What You’re Missing and Why It Matters

Once in a while I come across a book that feels like a gift. As if it was laid in my path with intention - the universe saying “here, this is what you need.” When I began reading You’re Not Listening, it felt kind of like that. Because here is a book that confirms so much that I’ve known to be true about the power and challenge of listening. Not only that, but Kate Murphy has taken the time to find all the science and research to back up these claims I’ve been making for so long based on theory and anecdotal experience.

In a nutshell, Murphy asserts that listening is hard and listening is important. I couldn’t agree more. Based on the science and our lived experience, Murphy writes that “…listening is no easy task. Our magnificent brains race along faster than others can speak, making us easily distracted. We overestimate what we already know and, mired in our arrogance, remain unaware of all we misunderstand. We also fear that if we listen too carefully, we might discover that our thinking is flawed or that another person’s emotions might be too much to bear. And so we retreat into our own heads, talk over one another, or reach for our phone” (pg 222).

When we approach active listening as a compulsory task, we miss the point. Because “listening is more of a mind-set than a checklist of dos and don’t s” (pg. 22). It’s more effective to approach listening as a meditative practice (pg. 73).

Besides reorienting our approach to listening, good listening takes some advanced cognitive functioning: “Good listeners have negative capability. They are able to cope with contradictory ideas and gray areas. Good listeners know there is usually more to the story than first appears and are not so eager for tidy reasoning and immediate answers, which is perhaps the opposite to being narrow-minded. …In the psychological literature, negative capability is known as cognitive complexity, which research shows is positively related to self-compassion and negatively related to dogmatism. Because they are able to listen without anxiety and are open to hearing all sides, people who are more cognitively complex are better able to store, retrieve, organize, and generate information…” (pg. 87).

This is a longer way of saying something I’ve believed for a long time, which is that the best mediators are those who are comfortable with ambiguity. I didn’t make that idea up, I heard someone else say that, but can’t for the life of me remember the source. (If you know, please let me know!)

There’s so much in this book that supports the practice of mediation based on close active listening and commitment to party self-determination. Here’s an example: “Again, the solutions to problems are often already within people, and just by listening, you help them access how best to handle things, now and also in the future” (pg. 148). Doesn’t that sound exactly like the principle of self-determination?!?! This passage goes on with some science to back up the claim: “Researchers at Vanderbilt University discovered that when mothers just listened, providing no assistance or critique, while their children explained the solutions to pattern recognition problems, it markedly improved the children’s later problem-solving ability - more so than if the children had explained the solution to themselves or repeated the solution over and over in their heads.

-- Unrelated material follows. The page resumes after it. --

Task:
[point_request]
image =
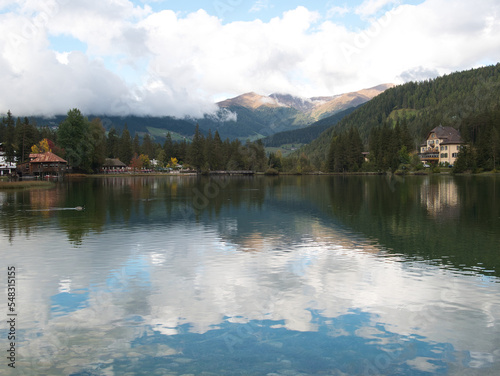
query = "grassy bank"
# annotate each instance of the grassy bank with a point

Previous research has shown that adults provided with an attentive listener gave more detailed solutions with more alternative ideas and better justifications than solutions generated in isolation” (pg. 148).

There is one section of the book that I had more trouble with. Apparently there is quite a bit of research pointing to the positive nature of gossip. Murphy outlines the research and points out the conclusion that gossip has an overall positive impact on social behavior. I have a hard time swallowing this because I have been a victim of malicious gossip and have also witnessed other negative effects of gossip. But I am aware of the phenomenon of confirmation bias, meaning that we have a tendency to filter information and focus only on the facts that reinforce our beliefs. So I’m working on accepting the premise that gossip can be good.

Overall I am so excited about this book and have been recommending it to all of my students. If you are looking for an easy non-fiction read, I would totally recommend checking this one out. And let me know what you think!